*This post is available as a PDF download here.*

# Summary

- Over the past few years, ReSolve Asset Management has progressively worked to develop new and exciting rules for the March Madness bracket tournament.
- While the stakes may be much lower than in investing, many of the lessons we have learned translate well to portfolio construction and strategy development.
- Knowing the rules, diversifying appropriately, developing robust models, making wise assumptions, and playing in the moment all come into play in both arenas.
- Achieving financial goals is generally a longer-lasting concern for investors than winning a bracket challenge, but by obeying a few simple principles, these goals can be more attainable with less stress along the way.

With the Olympics now behind us, March Madness is the next big sporting event. If you’re like me, the question at the front of your mind was, what type of devilry will ReSolve Asset Management cook up this year for the tournament?
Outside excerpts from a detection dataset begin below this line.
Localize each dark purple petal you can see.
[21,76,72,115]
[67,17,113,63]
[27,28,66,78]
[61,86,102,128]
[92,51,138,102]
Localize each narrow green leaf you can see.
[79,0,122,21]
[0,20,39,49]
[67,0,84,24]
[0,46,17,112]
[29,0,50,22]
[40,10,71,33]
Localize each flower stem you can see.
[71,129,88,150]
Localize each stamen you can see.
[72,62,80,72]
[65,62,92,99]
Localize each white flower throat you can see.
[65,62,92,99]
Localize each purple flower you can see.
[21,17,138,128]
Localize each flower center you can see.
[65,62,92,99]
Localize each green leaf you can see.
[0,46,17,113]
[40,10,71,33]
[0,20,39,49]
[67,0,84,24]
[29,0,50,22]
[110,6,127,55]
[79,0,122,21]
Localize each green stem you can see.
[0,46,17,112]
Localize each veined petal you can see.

*Well, we asked them and unfortunately found out that they would not be putting it on again this year. However, they graciously gave their blessing for Newfound to do it. Stay tuned on our blog! *

When ReSolve began the competition in 2014, their main goals were to address some of the problems that typically plague March Madness bracket competitions. Primarily, they aimed to:

- Encourage a larger sample size of teams to be picked rather than just straight chalk bets.
- Reduce the risk of legacy errors in brackets. For example, Syracuse (10) in the Final Four in 2016 after Middle Tennessee (15) defeated Michigan State (2) in the first round.

The rules have been fine-tuned over the years, and two years ago, all of us at Newfound went into the competition in full force.

This contest is definitely not your normal office bracket pool.^{[1]} In 2016, participants allocated a fully-invested, long-only portfolio to the teams in the bracket. Each team was awarded a certain number of points-per-win (PPW), with less points awarded to the teams that had a higher likelihood of winning the tournament.

Rather than encouraging the participants to lean solely on the chalk picks, as is oftentimes the case when filling out a bracket under more standard rules, there were compelling reasons to allocate to underdog teams. Even if they won only one game and were subsequently knocked out of competition, the potential points earned were enough to compensate for the risk taken.

That year, both Corey^{[2]} and Justin^{[3]} published their methodologies on our blog, with Corey taking a resampled simulation-based approach, and Justin taking a mixed multi-factor approach.

Last year, the competition rules changed slightly.^{[4]} It looked more familiar, with participants now filling out an actual bracket. However, the point total awarded for each team was the reciprocal of its cumulative probability (capped at 200) of making it to that round. Points were awarded only for the final round that a team made it to.

As we gear up for the 2018 challenge, what are some important considerations that we’ve learned over the past years’ tournaments and how do they translate to real-world problems investors commonly face?

**Know the Rules Before You Play**

Perhaps the biggest deciding factor is to thoroughly understand the rules before you submit your final choices.

With the 2016 March Madness rules, employing a naïve allocation method of allocating in inverse proportion to the PPW for each team would have netted you a guaranteed 5.34 points. That was your risk free rate.

At the other extreme, for anyone who wanted to put all their chips on their favorite team, the naïve method would have beaten out 59% of those possible choices.

If we opted for the a middle ground between guaranteeing points and going all in on one team, there were some sweet spots in the playing field.

As Justin described in his post, some teams had a much more attractive payout than others.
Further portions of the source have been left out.